The long-term safety of conventional and accelerated CXL has been well established in many studies. In our study, we observed 23.1% cases of mild post-CXL corneal haze, which were all transient in nature and resolved by 6 months postoperative after an initial course of topical steroids. Although our rate of corneal haze was higher than the incidence of postoperative corneal haze (median of 9.8%) reported in a systematic review [32], none of our patients experienced any significant visual loss (>2 Snellen lines) related to the corneal haze. Significant adverse events such as corneal infection, scarring and perforation have been previously reported in the literature following CXL [32, 33]; fortunately, these complications are uncommon and were not noted in our case series.

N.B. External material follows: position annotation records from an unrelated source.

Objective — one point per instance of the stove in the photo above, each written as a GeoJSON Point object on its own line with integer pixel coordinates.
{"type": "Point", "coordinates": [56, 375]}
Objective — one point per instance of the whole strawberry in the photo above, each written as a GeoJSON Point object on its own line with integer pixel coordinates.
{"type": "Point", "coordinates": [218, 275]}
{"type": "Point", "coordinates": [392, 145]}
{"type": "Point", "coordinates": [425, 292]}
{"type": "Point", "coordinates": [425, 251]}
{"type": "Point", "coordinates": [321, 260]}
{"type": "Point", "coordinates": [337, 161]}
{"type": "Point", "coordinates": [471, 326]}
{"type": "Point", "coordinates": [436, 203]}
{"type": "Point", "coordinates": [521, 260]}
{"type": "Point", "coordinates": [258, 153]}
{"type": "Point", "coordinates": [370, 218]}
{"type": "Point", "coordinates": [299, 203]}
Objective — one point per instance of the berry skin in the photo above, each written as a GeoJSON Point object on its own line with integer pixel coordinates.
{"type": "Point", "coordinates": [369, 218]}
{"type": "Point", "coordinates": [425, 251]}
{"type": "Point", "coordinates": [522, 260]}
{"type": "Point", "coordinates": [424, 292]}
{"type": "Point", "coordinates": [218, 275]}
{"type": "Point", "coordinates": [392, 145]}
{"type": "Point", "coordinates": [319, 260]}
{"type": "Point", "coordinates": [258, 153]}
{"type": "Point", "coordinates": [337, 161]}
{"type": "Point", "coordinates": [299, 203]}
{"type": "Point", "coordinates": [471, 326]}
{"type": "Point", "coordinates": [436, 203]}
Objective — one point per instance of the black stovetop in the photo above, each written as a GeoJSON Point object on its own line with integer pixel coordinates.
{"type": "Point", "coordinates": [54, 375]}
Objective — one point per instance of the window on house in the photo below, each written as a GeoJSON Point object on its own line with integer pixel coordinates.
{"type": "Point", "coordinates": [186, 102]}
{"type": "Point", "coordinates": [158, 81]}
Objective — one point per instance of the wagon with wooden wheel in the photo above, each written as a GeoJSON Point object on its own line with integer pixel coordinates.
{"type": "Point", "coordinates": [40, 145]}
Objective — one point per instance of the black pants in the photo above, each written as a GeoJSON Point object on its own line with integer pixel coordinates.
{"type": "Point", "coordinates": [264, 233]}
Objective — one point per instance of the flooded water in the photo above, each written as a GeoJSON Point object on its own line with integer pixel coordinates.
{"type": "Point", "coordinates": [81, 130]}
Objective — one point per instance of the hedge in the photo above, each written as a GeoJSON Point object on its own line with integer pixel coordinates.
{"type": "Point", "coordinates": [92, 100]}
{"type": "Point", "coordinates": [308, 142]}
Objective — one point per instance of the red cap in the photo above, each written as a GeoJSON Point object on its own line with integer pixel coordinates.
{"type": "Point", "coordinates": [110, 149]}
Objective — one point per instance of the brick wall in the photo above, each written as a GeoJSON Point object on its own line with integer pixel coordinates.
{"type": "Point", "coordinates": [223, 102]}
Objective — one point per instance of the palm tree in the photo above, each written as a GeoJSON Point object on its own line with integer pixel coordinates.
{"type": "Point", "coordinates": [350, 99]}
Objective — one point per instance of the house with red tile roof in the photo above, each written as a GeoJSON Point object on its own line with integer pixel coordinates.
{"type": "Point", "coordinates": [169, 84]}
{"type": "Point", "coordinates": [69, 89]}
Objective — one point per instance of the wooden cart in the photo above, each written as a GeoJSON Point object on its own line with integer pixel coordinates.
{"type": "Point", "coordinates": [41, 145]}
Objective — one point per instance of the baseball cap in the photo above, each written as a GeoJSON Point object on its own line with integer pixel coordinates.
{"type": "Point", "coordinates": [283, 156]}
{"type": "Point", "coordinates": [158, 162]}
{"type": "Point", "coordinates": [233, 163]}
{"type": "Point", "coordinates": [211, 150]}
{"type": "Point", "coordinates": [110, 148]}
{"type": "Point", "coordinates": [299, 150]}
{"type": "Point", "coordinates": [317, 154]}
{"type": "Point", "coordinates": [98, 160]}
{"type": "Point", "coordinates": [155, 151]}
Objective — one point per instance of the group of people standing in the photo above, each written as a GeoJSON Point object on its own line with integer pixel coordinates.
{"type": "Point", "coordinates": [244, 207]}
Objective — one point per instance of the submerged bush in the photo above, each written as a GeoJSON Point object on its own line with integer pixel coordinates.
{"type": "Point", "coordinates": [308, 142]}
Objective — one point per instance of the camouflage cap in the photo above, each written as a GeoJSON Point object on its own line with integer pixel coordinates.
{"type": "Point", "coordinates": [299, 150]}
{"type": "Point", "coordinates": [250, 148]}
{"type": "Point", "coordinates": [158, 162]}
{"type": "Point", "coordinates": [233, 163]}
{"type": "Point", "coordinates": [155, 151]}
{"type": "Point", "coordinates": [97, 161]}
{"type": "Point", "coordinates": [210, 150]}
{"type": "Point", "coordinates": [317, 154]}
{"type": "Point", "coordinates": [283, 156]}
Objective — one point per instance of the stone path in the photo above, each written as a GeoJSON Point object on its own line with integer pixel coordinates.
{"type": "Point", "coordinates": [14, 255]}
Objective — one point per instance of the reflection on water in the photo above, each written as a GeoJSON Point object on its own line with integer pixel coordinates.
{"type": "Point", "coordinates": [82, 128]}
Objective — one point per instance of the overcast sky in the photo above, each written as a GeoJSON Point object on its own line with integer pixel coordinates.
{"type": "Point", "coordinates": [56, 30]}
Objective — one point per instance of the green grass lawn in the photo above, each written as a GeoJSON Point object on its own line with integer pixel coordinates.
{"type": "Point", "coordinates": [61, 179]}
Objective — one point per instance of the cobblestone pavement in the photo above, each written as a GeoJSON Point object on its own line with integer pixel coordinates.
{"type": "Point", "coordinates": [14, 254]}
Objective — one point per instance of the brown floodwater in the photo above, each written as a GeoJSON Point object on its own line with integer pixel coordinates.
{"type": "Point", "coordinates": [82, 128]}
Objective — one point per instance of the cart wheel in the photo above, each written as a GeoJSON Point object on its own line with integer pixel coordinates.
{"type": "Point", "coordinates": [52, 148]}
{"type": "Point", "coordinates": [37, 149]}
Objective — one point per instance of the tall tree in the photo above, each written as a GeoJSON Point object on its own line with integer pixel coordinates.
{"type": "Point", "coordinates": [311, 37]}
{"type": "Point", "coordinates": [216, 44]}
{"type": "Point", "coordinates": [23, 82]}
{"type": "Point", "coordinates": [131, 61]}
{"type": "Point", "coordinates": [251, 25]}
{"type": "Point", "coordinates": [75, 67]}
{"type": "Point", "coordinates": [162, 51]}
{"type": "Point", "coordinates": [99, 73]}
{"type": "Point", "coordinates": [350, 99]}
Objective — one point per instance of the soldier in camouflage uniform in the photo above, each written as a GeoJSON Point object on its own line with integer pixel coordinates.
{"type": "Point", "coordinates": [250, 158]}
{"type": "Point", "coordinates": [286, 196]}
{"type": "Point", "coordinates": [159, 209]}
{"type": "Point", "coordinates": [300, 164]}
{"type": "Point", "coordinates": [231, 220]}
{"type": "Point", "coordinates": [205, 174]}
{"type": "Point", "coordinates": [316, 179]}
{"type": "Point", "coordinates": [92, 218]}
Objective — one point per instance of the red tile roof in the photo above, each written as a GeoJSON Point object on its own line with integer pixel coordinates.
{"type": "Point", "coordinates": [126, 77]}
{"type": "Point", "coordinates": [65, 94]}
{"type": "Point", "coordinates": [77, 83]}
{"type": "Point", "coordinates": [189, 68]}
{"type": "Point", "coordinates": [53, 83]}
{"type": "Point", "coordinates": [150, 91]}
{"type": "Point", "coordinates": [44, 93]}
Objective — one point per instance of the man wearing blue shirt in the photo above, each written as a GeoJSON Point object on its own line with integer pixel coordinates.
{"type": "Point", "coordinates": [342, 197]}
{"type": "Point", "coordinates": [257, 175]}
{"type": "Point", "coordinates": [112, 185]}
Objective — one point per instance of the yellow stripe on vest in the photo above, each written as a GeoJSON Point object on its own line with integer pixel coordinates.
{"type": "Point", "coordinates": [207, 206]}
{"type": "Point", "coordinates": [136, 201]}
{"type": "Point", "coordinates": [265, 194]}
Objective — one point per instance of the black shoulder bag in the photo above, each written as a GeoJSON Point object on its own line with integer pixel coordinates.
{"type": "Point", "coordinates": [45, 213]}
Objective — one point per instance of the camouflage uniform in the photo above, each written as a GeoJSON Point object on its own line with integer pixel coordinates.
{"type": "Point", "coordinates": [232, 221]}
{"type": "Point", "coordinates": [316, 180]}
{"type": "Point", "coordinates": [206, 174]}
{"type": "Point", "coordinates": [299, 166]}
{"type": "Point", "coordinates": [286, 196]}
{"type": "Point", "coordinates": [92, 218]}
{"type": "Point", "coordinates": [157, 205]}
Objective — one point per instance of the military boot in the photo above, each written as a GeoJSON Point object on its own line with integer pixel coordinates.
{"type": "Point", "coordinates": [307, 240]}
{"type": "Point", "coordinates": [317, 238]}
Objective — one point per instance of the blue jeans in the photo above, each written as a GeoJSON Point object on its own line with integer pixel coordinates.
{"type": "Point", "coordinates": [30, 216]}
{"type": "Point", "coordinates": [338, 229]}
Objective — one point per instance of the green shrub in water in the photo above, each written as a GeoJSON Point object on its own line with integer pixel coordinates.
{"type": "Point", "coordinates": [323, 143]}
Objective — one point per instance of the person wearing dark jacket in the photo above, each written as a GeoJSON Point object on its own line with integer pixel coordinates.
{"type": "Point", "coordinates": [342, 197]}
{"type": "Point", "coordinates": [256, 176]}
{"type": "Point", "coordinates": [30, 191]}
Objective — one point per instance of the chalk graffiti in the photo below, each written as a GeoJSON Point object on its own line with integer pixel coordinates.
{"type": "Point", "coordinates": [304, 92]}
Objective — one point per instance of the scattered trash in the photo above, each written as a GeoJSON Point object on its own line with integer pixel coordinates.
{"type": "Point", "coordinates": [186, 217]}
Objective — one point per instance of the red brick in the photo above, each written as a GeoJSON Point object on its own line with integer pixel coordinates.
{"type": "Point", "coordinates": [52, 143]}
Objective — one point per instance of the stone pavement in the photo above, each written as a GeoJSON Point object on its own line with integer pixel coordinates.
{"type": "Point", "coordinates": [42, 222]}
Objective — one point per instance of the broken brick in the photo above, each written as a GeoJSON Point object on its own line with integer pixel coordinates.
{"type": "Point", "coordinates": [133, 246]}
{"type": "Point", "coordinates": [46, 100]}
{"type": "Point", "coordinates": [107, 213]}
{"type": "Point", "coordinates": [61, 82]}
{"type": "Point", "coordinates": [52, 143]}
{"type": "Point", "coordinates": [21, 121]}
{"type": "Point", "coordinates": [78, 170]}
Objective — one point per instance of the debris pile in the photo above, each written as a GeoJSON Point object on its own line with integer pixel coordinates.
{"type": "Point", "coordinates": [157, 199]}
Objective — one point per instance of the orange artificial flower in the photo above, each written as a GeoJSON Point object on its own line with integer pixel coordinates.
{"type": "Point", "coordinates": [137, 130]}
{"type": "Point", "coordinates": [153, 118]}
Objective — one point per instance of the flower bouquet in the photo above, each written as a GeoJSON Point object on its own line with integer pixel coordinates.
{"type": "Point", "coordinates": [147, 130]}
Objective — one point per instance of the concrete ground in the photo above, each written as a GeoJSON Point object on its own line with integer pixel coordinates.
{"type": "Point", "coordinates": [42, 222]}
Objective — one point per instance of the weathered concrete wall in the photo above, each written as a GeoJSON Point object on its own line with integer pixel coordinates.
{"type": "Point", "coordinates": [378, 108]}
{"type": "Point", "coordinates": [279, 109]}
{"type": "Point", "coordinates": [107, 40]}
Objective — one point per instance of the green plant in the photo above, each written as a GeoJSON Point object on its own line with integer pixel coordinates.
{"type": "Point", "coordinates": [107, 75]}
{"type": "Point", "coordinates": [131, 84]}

One of the limitations of our study was the lack of a control group for direct comparison of the efficacy between accelerated and conventional CXL. In addition, it is noteworthy to mention that subjective refraction in keratoconus, especially the advanced cases, could sometimes be difficult and prone to a degree of bias. However, the stabilisation of CDVA and significant improvement of Kmax observed in our study were consistent with other comparative studies, suggesting that this CXL protocol is effective and safe for stabilising progressive keratoconus. The other study limitation was that we did not examine the corneal biomechanical properties or the endothelial cell count pre- and post-CXL but there was no clinically detectable complication such as corneal decompensation or oedema noted in our study. In addition, we explored various potential prognostic factors for post-treatment progression of keratoconus but none of the parameters, including Kmax and Kmean, were statistically significant.

In summary our study demonstrates the effectiveness and safety of accelerated CXL on halting the progression of keratoconus, and stabilisation of vision over a 24-month period. We recommend the use of this CXL protocol in the clinical practice and our observation suggests that accelerated CXL might be more effective in stabilising keratoconus of milder severity, highlighting the potential benefit of early treatment; however further larger studies are required to elucidate this finding. Further randomised controlled trials with larger sample size and longer-term follow-up will help compare and validate the long-term effectiveness between accelerated CXL and conventional CXL.

Summary

What was known before

  • Accelerated corneal collagen cross-linking treatment (CXL), using the 9 mW/cm2 for 10 min protocol, was shown to be effective in stabilising progressive keratoconus; however, there are limited studies reporting outcomes beyond the 1 year time point. Various factors, including preoperative Kmax and age, were found to predict the risk of progression of keratoconus following CXL but these effects were inconsistently observed across different studies.

What this study adds

  • Our study supports the effectiveness and safety of accelerated CXL, using the 9 mW/cm2 for 10 min protocol, for halting the progression of keratoconus and stabilising the vision over a 24-month period. Post-CXL progression of keratoconus was associated with higher preoperative Kmax and Kmean, albeit statistical significances were not achieved in our study.